I pinched the butterfly-color part of the cloak up between my thumb and forefinger and stood. Now I could see it. It hung from my uplifted hand, a garment of riotous color and very little weight. This, then, was how we had not seen her in the bed. The strange words of the messenger came back to me. “It takes on the colors and shadows.” No wonder she had cautioned us not to discard it. It was a treasure from an old tale! Abruptly my fear of contagion vanished, to be replaced with the certainty that if my father saw this, he would take it from me and probably destroy it to protect me.

I set my candle on the floor and, standing carefully free of the bedding’s touch, shook out the cloak and folded it, butterfly-side-out. It made a surprisingly small packet. I thought to myself that such thin fabric would be delicate and of small use against wind or rain. I resolved to take great care with it.

Stripy Cat meowed again. “Hush!” I cautioned him. Then I suggested, “Dig or scratch where you see my light. I’m trying to find the door.”

The faint scrabbling came from under the bed. I didn’t want to touch the bed frame but I did. I seized it in both hands and with an effort pulled the heavy bed away from the wall. It seemed to me it was much heavier than it needed to be, and I suspect it had been made so just to discourage a servant from moving it.

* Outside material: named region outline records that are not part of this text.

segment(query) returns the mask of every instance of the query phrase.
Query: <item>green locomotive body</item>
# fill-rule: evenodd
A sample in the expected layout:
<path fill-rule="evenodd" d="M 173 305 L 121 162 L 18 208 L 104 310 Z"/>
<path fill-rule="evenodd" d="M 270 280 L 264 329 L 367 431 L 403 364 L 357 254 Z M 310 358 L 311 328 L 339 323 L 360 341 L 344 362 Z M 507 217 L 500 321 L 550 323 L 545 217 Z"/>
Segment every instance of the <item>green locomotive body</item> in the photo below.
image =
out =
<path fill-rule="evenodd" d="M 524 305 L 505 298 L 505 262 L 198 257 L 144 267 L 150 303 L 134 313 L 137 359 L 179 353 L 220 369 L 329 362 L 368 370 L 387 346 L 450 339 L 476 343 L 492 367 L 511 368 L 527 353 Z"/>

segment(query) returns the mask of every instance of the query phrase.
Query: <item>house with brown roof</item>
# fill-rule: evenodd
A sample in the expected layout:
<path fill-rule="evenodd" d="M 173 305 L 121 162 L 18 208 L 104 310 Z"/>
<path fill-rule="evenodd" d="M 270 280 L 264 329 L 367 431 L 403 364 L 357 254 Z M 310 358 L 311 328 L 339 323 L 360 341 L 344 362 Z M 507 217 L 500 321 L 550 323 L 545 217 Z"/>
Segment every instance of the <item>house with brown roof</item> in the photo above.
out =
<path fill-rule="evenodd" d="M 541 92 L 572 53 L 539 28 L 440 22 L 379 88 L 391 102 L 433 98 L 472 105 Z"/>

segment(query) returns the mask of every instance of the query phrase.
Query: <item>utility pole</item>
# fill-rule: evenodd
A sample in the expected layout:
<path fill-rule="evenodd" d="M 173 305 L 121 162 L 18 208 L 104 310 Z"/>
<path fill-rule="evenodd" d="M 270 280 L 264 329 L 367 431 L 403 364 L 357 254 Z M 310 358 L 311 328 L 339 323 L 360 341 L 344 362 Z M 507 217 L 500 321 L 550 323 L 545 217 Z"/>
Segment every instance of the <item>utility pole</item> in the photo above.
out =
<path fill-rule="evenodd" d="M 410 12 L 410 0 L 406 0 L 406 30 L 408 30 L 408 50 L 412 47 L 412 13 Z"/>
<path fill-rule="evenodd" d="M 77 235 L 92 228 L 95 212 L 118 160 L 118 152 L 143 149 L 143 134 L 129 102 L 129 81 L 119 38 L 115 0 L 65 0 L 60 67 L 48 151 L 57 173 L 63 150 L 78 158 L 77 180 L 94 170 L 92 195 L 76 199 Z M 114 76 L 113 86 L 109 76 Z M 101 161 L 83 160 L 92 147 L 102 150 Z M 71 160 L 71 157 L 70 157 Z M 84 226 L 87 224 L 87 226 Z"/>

I lifted my candle and edged past the bed frame to the wall, to peer and poke at the wooden panels. The cat clawed diligently, even frantically. I could not see an opening or trigger, but when I put my hand where he was scratching I felt a draft. And the sound, it seemed to me, was much louder than it should have been. “Be patient,” I warned him again, and suddenly thought of the door in the study. I shut the door to the room and studied the hinges. No false hinges, but there was one plank of wood behind the door that was narrower than its fellows. I caught my nails in the edge of it and tugged at it till it swung out. Behind it was a lever covered in cobwebs and spotted with rust. I pulled it and it groaned. It did not travel far, but a section of wall behind the bed suddenly moved out of alignment. The cat’s excited meow was louder now.